Wohn- und Bodenpolitik in Tübingen: Bezahlbar Wohnen in der Stadt für Alle. Enkeltauglich, nachhaltig und divers.

Wahlprüfsteine gemeinwohlorientierter Akteure zur Oberbürgermeister*innen-Wahl in Tübingen 2022

Wir stellen 17 Fragen an die Kandidierenden für die OB-Wahl, bei denen Lippenbekenntnisse nicht reichen. Neustart hat die Initiative dazu gestartet und mehrere gemeinwohlorientierte Wohnakteure unterstützen sie – von einem starken gemeinsamen Verständnis aus: Wohnen ist Menschenrecht. Wir wollen mit ganz vielen Menschen weiterbauen an der Stadt für Alle – eine Stadt und Teilorte, in der die Menschen lebenswert und bezahlbar wohnen können. Gemeinsam verfolgen wir Enkeltauglichkeit und umfassende Nachhaltigkeit, Inklusion und Diversität sowie Quartiers- und Sozialraumorientierung. Tübingen hat hier ebenso starke Herausforderungen wie Fundamente:

Tübingen ist international Wegbereiter der kompakten Stadt der kurzen Wege, autoarm und nutzungsgemischt, die heute international als 15-Minuten-Stadt Karriere macht. Tübingen wurde dafür erst kürzlich mit dem „Städtebaupreis revisited(Info) und dem „Bundespreis Kooperative Stadt“ (Info) für Partizipation in der Quartiersentwicklung ausgezeichnet. Bei der Entwicklung lebenswerter und hochidentifizierter Stadtteile durch kriteriengeleitete, kleinparzellierte Konzeptvergabe war Tübingen Vorreiterin (und A. Feldtkeller visions- und leadershipstarker Vordenker) – getragen von politischem Willen, einer starken Bauverwaltung und hunderten Bürger*­in­nen und Baugruppen, die die Stadt mitbauen. Viele neue Quartiere mit hoher Bewohner*innen­-Identifikation und Lebensqualität zeigen, wie gut das seit einem Vierteljahrhundert funktioniert.

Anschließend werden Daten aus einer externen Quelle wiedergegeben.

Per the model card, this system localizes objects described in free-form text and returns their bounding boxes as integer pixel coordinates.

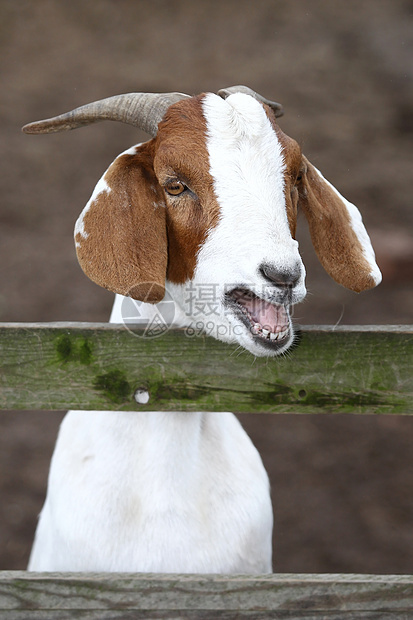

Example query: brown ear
[299,157,381,293]
[75,142,167,303]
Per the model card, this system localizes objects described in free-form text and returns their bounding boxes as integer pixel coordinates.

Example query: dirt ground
[0,0,413,573]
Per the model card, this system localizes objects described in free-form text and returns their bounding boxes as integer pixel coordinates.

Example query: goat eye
[165,181,186,196]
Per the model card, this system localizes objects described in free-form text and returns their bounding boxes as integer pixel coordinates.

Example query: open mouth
[225,288,290,348]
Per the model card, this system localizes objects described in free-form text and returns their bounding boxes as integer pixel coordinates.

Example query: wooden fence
[0,323,413,620]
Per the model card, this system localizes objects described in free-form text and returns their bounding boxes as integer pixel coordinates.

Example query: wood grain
[0,323,413,414]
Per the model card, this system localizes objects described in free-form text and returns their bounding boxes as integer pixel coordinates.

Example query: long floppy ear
[75,142,168,303]
[299,156,381,293]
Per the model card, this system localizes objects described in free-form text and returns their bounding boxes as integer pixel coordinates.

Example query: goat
[23,86,381,573]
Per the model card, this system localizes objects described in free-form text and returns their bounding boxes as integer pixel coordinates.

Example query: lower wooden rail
[0,572,413,620]
[0,323,413,620]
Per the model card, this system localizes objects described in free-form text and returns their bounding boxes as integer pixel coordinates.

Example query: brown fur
[76,95,375,303]
[154,97,219,284]
[76,98,219,303]
[76,141,168,303]
[265,106,376,293]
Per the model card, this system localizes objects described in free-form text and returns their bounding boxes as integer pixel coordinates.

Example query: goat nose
[259,263,301,288]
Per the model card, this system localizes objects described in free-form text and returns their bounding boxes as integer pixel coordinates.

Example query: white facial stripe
[315,168,382,286]
[197,93,300,283]
[203,93,288,238]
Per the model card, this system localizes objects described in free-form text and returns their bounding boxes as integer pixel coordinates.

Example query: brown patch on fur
[154,96,219,284]
[299,157,376,293]
[264,106,376,292]
[76,97,219,303]
[76,141,167,303]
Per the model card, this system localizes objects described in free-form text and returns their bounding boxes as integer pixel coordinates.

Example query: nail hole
[134,389,149,405]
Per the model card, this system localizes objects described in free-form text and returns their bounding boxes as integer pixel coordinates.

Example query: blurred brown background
[0,0,413,573]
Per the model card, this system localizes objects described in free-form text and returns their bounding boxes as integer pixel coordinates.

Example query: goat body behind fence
[24,87,381,573]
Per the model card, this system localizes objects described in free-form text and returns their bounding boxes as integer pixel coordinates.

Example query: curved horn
[217,86,284,118]
[23,93,189,136]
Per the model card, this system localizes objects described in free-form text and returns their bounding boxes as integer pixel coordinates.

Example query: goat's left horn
[23,93,189,136]
[217,86,284,118]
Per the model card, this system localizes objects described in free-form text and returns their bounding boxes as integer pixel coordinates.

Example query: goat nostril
[259,263,301,288]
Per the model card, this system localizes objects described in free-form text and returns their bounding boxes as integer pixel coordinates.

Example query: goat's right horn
[23,93,189,137]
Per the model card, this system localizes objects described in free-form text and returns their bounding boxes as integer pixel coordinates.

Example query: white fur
[29,411,272,573]
[74,173,111,247]
[29,89,378,573]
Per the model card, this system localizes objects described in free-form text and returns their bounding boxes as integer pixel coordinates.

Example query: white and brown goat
[24,87,381,573]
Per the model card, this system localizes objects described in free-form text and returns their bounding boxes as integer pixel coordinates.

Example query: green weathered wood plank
[0,323,413,414]
[0,572,413,620]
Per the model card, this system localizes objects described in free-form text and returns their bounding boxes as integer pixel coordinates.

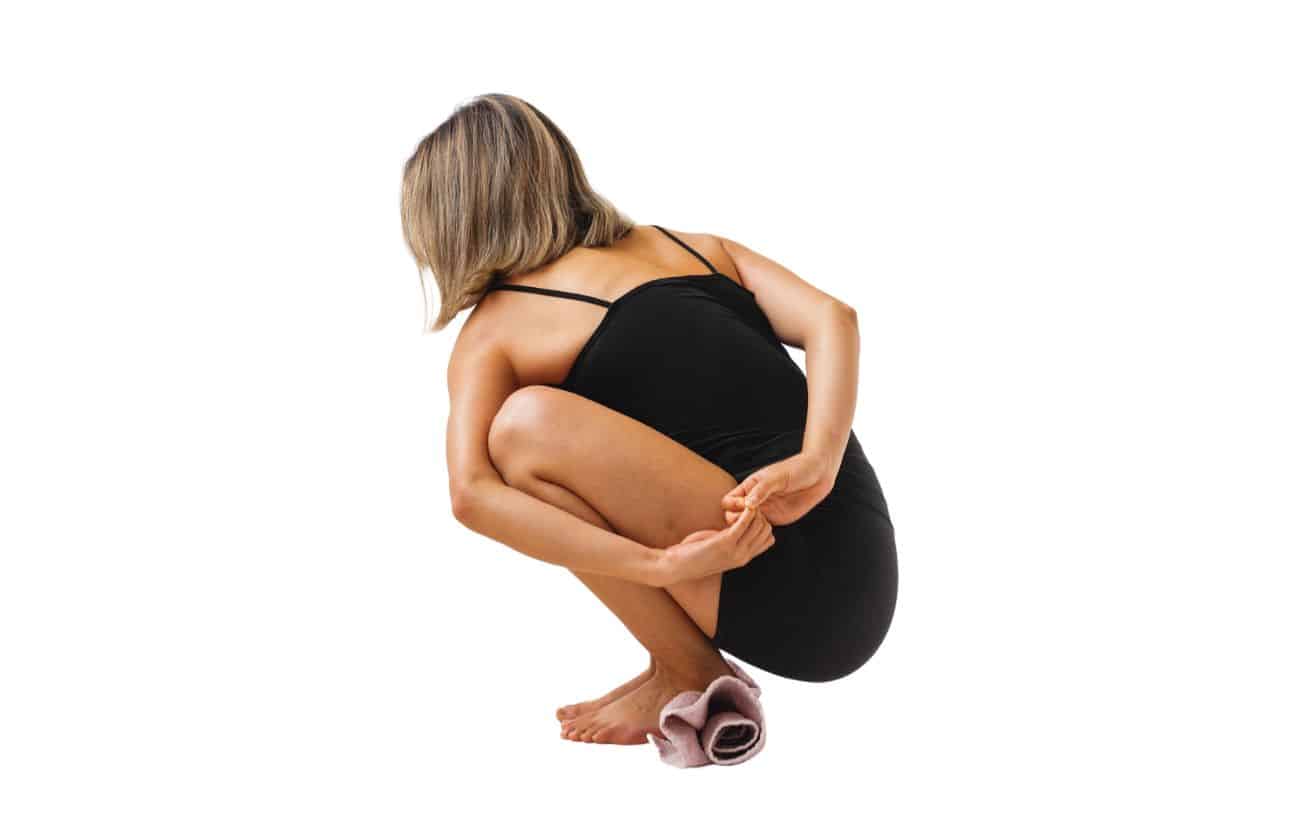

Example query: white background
[0,0,1300,817]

Tübingen steht zudem für eine Reihe weiterer wichtiger wohnpolitischer Ansätze: Der klare Vorrang für Innenentwicklung und das Zwischenerwerbsmodell; das Programm „Fairer Wohnen“; die 2021 gestartete „Dachgenossenschaft Wohnen“, die das erfolgreiche Baugruppenmodell gemeinwohl­orientiert adaptiert; die Beschlüsse gegen Leerstand und Zweckentfremdungen durch Ferien- und AirBnB-Wohnungen; die Ausdehnung der Konzeptvergabe auf die Teilorte.

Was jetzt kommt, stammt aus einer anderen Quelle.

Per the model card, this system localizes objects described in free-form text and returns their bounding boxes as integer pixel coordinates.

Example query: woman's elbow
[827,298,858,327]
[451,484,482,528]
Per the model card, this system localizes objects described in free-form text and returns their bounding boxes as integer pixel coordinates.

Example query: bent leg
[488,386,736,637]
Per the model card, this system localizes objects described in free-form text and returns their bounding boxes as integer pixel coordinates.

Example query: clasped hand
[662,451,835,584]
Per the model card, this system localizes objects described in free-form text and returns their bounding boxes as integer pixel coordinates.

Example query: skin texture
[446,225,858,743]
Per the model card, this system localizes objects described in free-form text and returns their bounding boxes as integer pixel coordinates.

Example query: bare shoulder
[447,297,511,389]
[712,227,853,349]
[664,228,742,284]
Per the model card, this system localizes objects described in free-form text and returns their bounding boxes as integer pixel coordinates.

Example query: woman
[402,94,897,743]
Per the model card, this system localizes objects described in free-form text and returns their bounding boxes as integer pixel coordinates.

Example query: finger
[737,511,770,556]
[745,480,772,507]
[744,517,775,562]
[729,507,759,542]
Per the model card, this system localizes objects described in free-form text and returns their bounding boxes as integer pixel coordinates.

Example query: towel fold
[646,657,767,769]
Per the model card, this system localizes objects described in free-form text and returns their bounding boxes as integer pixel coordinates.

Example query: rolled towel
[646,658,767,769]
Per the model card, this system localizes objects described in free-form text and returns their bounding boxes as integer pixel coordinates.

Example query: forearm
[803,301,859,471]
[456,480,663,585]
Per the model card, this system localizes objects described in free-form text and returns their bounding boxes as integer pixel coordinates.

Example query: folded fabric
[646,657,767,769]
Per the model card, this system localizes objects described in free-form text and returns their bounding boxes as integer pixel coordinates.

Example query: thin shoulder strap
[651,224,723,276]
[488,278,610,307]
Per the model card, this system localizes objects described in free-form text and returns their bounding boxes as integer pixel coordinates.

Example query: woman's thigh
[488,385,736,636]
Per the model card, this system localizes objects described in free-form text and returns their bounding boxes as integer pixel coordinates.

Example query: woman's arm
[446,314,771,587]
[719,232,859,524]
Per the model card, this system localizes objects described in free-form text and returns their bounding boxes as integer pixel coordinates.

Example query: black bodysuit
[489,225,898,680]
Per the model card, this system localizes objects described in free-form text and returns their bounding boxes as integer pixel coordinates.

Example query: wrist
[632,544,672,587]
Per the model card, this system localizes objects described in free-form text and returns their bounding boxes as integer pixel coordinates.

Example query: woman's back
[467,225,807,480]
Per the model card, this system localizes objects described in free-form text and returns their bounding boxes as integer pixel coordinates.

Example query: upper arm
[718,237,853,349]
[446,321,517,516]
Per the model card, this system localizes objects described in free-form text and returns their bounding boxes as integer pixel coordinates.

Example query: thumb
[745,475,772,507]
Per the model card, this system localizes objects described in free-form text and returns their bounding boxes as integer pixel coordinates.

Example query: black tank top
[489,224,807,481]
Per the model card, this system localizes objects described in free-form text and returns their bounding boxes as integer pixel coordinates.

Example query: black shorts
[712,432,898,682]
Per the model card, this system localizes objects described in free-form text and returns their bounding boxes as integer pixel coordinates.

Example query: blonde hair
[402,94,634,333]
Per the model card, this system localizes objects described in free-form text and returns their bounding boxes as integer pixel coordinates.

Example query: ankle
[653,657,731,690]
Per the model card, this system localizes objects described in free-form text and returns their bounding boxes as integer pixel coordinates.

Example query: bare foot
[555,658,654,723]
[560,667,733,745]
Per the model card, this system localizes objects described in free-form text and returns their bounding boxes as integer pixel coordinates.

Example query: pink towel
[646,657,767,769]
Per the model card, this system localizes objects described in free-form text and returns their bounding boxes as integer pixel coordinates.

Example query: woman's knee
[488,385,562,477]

Zugleich aber ist Wohnen in Tübingen für viele Menschen unbezahlbar geworden. Vor allem Menschen mit geringeren Einkommen sind oft gezwungen, in die Außenorte auszuweichen. Die Schere zwischen bezahlbaren Bestandsmieten und hohen Neuvermietungspreisen führt zusätzlich dazu, dass Menschen ihre Wohnung selbst dann halten (müssen), wenn sie bereit wären, in eine kleinere Wohnung umzuziehen.

Bild: Wohnungsanzeige Boardinghouse TÜ

Und Tübingen vergaß zu lang sozial- und enkeltauglichen Umgang mit Grund und Boden: Dutzende Wohninitiativen können mangels verfügbarer Bauflächen ihre überzeugenden Konzepte nicht umsetzen. Tübingen hat jahrzehntelang Bauoptionen in den neuen Quartieren praktisch ausschließlich im Eigentum vergeben, sodass auch hier renditeorientierte Vermietungen und Verkäufe zunehmen.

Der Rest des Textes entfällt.